Mar 10, 2006, 22:57 GMT
Los Angeles - A marketing stunt in which a Russian cosmonaut will whack a gold-plated golf ball into orbit from a makeshift tee outside the International Space Station has critics worried that it could down the 53-billion-dollar structure, the Los Angeles Times reported Friday.
The stunt was dreamed up by Canadian company Element 21 Golf to draw attention to its clubs made of an alloy of scandium. The plan calls for the cosmonaut to blast the ball into space at over 27,000 kilometres per hour, sending it 3.36 billion kilometres into orbit before it burns up in the earth's atmosphere in four years' time.
But critics claim that a sliced shot could punch a hole in the yet-to-be completed space station and send the wrong message about the commercialization of science. The golf ball also could become an incoming missile in a later orbit, posing a danger to future space missions.

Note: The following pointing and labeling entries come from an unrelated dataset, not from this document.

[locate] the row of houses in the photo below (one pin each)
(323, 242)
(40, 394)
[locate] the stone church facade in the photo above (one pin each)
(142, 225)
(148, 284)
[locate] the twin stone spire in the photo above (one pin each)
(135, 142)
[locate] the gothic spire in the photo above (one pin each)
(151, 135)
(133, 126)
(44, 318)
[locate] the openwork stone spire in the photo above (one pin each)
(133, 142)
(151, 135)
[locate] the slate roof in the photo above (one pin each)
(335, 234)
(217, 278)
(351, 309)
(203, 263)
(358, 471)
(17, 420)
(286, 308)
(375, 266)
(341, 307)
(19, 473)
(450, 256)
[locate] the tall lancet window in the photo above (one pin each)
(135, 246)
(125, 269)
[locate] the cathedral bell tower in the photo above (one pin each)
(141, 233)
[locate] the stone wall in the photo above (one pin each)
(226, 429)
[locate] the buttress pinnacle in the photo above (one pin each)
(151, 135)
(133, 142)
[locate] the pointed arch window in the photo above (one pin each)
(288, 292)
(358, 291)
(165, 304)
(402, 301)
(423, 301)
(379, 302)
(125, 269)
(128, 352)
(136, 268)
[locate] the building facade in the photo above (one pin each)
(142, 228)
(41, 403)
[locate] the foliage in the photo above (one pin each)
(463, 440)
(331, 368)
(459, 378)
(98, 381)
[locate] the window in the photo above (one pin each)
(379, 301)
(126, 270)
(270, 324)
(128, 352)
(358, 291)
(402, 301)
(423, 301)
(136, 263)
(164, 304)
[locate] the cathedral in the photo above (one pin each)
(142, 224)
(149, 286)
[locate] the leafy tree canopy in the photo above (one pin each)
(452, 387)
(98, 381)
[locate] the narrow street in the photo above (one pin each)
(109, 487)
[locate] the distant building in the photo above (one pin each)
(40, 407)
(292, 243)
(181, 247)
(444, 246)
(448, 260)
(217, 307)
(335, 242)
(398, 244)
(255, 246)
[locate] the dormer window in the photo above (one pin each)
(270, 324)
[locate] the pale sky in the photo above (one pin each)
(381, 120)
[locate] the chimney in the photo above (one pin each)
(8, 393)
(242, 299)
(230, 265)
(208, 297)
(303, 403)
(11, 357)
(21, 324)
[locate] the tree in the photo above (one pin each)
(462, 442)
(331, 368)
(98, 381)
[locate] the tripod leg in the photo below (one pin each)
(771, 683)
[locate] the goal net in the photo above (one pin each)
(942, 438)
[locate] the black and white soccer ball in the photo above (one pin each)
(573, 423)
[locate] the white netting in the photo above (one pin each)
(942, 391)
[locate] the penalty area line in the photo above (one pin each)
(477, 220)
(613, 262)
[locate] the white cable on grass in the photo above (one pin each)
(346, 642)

'Is this the right message to be sending to taxpayers in America, Russia, Europe and Japan that it's OK to do a stunt like this?' said Keith Cowing of NASAWatch. com, a Web site that frequently challenges NASA policies.
Officials at NASA and at the Russian Federal Space Agency deny the stunt poses a threat to spacecraft or cheapens the scientific mission of the space station, but the report said that NASA has yet to complete its safety analysis.